We were excited to read the interview on the Vice website with reclusive experimental filmmaker Kenneth Anger, who is now 85, mostly because the filmmaker—beloved for his visually stunning, surreal, homoerotic creations—is known for his interest in the occult, an interest which is manifested in films like his 1954 masterpiece Inauguration of the Pleasure Dome, which explores Thelema, Aleister Crowley’s occult philosophy.
Hoping to get some insight into his occult practice, we get instead, a desultory exploration of celebrity in Los Angeles, a subject on which the filmmaker made himself a de facto expert when he penned the gossipy book Hollywood Babylon. It isn’t until the interview is nearly halfway over that the interview stumbles into occult territory when Mr. Anger is asked about the nature of his friendship with sexologist Alfred Kinsey:
When Kinsey came to visit Europe and Italy for the first time, I had done intense research on the villa of Aleister Crowley because he had this 18th-century farmhouse, which he called the Abbey of Thelema.

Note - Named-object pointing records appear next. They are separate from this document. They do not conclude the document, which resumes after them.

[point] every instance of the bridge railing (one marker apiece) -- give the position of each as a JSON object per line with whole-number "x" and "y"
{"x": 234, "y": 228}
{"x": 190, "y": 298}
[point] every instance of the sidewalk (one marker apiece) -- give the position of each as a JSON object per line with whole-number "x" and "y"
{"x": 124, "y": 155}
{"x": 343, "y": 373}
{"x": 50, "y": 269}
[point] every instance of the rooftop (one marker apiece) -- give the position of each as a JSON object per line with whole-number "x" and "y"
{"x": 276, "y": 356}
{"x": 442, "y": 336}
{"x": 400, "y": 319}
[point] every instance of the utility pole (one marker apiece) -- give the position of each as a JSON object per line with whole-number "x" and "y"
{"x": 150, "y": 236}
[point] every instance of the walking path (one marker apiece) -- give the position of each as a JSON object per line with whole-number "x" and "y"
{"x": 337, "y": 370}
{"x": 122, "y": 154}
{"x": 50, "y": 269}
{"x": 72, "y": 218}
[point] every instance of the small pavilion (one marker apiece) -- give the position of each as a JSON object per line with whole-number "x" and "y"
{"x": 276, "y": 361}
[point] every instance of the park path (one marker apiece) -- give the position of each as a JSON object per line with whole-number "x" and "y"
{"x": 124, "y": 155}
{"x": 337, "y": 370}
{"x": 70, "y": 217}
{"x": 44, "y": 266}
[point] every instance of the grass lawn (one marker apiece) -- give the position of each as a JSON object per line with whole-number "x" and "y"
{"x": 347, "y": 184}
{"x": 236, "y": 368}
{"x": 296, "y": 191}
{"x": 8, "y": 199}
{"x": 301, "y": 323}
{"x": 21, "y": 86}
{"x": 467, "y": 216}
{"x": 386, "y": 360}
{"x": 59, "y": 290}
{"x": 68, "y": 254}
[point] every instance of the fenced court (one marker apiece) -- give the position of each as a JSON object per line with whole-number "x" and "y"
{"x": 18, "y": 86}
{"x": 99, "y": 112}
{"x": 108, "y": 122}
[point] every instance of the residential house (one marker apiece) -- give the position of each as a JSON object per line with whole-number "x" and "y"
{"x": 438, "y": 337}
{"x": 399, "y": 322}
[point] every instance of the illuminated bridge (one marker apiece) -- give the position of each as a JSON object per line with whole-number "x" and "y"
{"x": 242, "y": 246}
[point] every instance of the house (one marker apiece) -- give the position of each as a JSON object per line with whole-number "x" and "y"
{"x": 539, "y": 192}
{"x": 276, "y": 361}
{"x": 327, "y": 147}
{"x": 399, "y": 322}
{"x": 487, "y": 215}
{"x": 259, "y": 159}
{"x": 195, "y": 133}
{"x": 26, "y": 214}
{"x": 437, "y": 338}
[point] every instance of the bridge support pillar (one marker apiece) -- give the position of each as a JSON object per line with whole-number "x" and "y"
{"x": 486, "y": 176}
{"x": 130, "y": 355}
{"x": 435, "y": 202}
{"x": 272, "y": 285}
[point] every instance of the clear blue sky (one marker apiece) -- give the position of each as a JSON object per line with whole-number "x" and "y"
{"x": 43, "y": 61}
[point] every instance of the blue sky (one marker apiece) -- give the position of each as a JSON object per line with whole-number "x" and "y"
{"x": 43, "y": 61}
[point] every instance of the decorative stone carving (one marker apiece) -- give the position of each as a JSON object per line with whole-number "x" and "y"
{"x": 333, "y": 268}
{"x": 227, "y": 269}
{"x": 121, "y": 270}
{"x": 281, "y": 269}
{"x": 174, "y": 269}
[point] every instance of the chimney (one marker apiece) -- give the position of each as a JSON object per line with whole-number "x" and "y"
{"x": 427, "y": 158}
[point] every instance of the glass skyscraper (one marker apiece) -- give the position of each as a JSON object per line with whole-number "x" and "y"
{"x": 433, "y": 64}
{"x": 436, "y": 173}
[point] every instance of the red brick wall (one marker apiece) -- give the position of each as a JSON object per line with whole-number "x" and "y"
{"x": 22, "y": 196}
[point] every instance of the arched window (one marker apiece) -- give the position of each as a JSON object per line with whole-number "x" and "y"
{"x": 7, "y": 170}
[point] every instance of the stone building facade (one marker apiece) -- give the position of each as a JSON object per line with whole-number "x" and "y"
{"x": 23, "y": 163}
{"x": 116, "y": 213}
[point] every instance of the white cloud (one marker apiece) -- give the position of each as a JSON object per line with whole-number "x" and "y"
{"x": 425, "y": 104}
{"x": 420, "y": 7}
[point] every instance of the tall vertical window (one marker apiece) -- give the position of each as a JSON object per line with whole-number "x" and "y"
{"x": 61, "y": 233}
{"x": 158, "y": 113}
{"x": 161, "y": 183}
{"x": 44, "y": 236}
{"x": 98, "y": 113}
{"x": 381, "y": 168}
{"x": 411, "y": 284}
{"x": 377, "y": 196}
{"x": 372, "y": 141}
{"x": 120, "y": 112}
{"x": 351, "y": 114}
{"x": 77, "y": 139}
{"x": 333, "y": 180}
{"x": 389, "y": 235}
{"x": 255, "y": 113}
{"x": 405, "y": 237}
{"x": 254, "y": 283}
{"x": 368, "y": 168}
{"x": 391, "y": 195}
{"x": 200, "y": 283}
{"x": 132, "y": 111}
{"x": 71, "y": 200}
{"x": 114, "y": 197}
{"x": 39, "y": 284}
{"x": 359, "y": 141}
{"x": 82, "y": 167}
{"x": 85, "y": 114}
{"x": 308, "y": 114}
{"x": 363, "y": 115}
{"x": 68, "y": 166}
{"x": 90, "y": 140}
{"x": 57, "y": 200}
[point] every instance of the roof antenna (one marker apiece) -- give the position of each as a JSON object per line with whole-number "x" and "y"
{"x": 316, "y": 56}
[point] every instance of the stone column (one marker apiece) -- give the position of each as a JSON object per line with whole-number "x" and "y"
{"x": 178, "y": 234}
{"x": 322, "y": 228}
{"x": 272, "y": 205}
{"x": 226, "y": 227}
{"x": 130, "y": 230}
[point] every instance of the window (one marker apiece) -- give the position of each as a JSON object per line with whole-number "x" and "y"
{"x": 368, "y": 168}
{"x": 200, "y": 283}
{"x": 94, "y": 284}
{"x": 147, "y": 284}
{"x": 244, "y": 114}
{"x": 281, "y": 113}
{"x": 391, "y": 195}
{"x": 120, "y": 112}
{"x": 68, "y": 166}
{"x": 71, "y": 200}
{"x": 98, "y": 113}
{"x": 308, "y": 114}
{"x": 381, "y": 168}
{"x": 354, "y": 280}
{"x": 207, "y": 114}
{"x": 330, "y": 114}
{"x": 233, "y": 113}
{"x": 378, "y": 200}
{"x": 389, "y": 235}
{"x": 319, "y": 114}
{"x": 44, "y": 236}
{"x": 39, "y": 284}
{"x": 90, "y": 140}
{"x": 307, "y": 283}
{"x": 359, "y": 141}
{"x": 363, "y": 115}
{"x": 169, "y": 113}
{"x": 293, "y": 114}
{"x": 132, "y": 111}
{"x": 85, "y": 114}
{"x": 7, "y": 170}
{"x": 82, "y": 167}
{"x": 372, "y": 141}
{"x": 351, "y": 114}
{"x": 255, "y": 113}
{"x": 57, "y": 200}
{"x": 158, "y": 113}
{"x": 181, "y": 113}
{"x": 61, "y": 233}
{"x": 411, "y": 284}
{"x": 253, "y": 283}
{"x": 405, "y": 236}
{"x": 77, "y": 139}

He was inspired by Gauguin and painted all of the walls with murals, but they were explicitly erotic in a humorous way and so he was kicked out of Italy. It was the first days of Mussolini, who didn’t like the English anyway. It was an excuse to kick him out, and Crowley’s paintings were covered with whitewash. I spent a summer scraping off the whitewash and photographing [the murals]. That was an interesting archaeology.

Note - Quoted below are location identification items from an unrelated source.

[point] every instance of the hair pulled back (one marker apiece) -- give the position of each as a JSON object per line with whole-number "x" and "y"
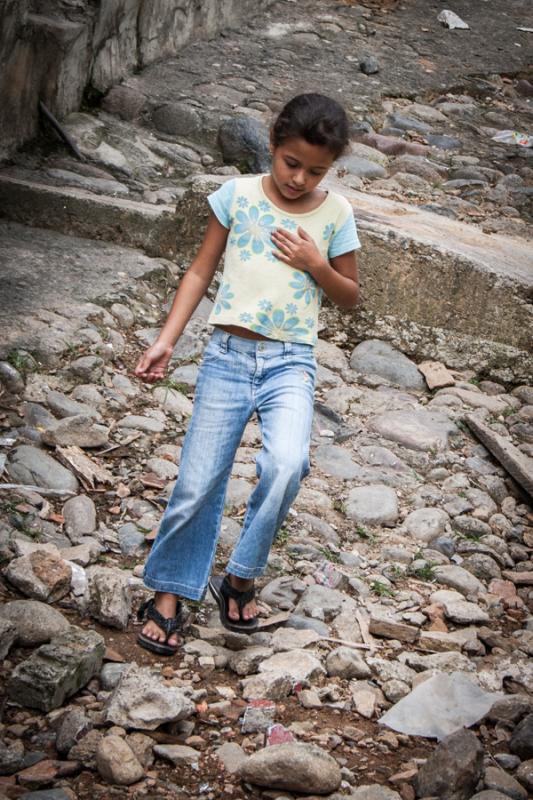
{"x": 317, "y": 119}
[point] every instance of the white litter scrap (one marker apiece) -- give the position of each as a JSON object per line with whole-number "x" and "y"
{"x": 451, "y": 20}
{"x": 440, "y": 706}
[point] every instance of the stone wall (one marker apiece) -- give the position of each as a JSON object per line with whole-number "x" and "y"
{"x": 53, "y": 50}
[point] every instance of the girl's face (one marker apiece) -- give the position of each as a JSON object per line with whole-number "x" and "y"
{"x": 298, "y": 167}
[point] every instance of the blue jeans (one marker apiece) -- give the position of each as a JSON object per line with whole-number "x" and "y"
{"x": 237, "y": 378}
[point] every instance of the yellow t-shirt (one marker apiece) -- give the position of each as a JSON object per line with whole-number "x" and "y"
{"x": 257, "y": 291}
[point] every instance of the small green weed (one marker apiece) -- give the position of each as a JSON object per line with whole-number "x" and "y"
{"x": 330, "y": 555}
{"x": 21, "y": 362}
{"x": 425, "y": 573}
{"x": 381, "y": 589}
{"x": 339, "y": 506}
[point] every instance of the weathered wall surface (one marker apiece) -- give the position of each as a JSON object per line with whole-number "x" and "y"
{"x": 52, "y": 51}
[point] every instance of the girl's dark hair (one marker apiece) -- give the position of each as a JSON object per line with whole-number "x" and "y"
{"x": 317, "y": 119}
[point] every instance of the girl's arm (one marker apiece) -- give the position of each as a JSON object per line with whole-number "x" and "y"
{"x": 154, "y": 362}
{"x": 338, "y": 277}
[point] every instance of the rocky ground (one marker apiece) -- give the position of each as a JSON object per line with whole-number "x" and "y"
{"x": 406, "y": 559}
{"x": 425, "y": 102}
{"x": 398, "y": 601}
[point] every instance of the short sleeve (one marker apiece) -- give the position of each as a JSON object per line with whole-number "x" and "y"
{"x": 345, "y": 239}
{"x": 220, "y": 202}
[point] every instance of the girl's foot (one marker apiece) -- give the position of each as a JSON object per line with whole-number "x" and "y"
{"x": 238, "y": 611}
{"x": 250, "y": 610}
{"x": 159, "y": 632}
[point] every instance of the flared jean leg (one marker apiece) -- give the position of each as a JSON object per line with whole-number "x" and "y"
{"x": 284, "y": 403}
{"x": 182, "y": 554}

Though we thought the interview might take off in this new direction of occultists-in-the-Mediterranean, it’s neatly directed back into an abstract discussion of censorship, scandal and the legality of homosexuality. It isn’t until the very end that we get back to the occult. But basically, all we learn is that “[in LA] there has never been a massive devotion to Satanism or things like that,” that Scientologists are “quite litigious” and that Mr. Anger doesn’t don’t like to “tangle” with them, but he’s heard that John Travolta and Tom Cruise have gotten into it.
It seems that Mr. Anger wasn’t the most forthcoming in his answers. When asked what drew him to Aleister Crowley, Mr. Anger responds, “He is a fascinating character,” and dovetails that into a non-sequitur about the kind of film he might be tempted to make, but, it seems, probably won’t. Then, asking Mr. Anger to distinguish between disciples of Thelema and Scientology, Mr. Anger gives a basic 101 on Thelema and then reveals that Scientology is business-like and ends on a friendly note with, “Can we wind it up?”